Too busy doing the mission to take care of your Airmen? Think again. . .

  • Published
  • By Col. Noel Zamot
  • Commandant, USAF Test Pilot School
Have you ever heard the discussion, "What is more important, your people or the mission?" We've been having this debate for years - for awhile, we even had a saying, "Mission First, People Always," which attempted to clarify the perceived conflict between taking care of our Airmen and accomplishing our mission.

In my time in the Air Force it has been my experience that such a discussion can be framed differently. I believe in this to such an extent that it has become part of my leadership philosophy. I did not invent this, but rather learned it from leaders I respect. It is simple and direct: To best accomplish the mission, take care of your people. What does this really mean?

Have you ever woken up, had your coffee, put your uniform on, looked in the mirror and said to yourself, "I'm going to do a lousy job at work today - and I can't wait!" If you're like the vast majority of the Airmen I have the privilege of working with, the answer is, "Not likely." Most of us come to work and WANT to do a good job. It is, after all, why we joined the Air Force. We want to serve, to do well, and to be part of something bigger. We thrive on challenges, live off teamwork, and are energized by success. There are the inevitable challenges, disappointments and stumbling blocks, but what keeps us going is the desire to do well - not necessarily for someONE else, but rather for someTHING else - our sense of duty, of pride, of service.

Have you ever asked yourself, what do you ask in return? You spend a lot of your personal energy and throw yourself into your job. What do ask for in exchange? If you're like many, I suspect what you most appreciate is support - the support of your team, your family, and most crucial to me, of your leadership. We wake up every morning, wanting to do a good job, and in return, all we really ask for is support, top cover, encouragement, motivation, mentorship.

A quick war story should illustrate this well. In my last job one of our teams was responsible for developing and executing all the construction projects at our base. The work was enormous and the team was small, but we worked well with other agencies to develop a realistic, executable plan. I spent a lot of time showing the team how to work well and coordinate with organizations across the base and across the MAJCOM. In the end, I asked the team leader what he needed from me to get the job done. His response was priceless: "Sir, what I need now is your support and top cover. I know we can do the job - I need your help in allowing us to do it." What this team leader needed was resources, support, advocacy, and frankly, protection from line-of-sight, low-value-added "science projects" that did little to further the mission. I put on my best junkyard dog face and defended this group with zeal. We managed changes and additional workload carefully, communicated constantly, and kept leadership updated on progress. The results spoke for themselves: we executed more projects on the list than ever before, ran out of end-of-year funds before we ran out of projects, and were the number one base of our size in project execution in our MAJCOM. This was a huge lesson for me. Taking care of folks - by developing, guiding, and ultimately, protecting that team - led to fantastic mission results.

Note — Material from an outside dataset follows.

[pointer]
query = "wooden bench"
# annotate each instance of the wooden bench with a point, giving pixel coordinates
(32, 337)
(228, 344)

As I have grown up in the Air Force, I realize the single biggest impact I can make to the mission and my unit is to take care of my Airmen. You can ask any of your Airmen a simple question: "Do you want me to do your job for you? Or would you rather have me give you what you need to get your job done?" I suspect you won't have a lot of folks answering yes to the former, but most everyone will appreciate the latter. This is what taking care of your Airmen means to me. This doesn't mean being "BFFs", turning a blind eye to unprofessionalism or hooking up your Airmen at the expense of the mission. It means providing the guidance, resources, and many times the top cover to allow them to accomplish the mission. It means to mentor folks when they make mistakes, reward your Airmen when they excel, celebrate accomplishments in public and address improvements in private. It means to treat people with respect and dignity while keeping the bar high, and supporting your Airmen as they accomplish something they never thought was within their reach. It means, in the end, to ensure your Airmen are better when they leave the unit than when they came in. If you are able to deliberately develop your Airmen this way, the mission has a way of getting done, probably beyond your wildest expectations.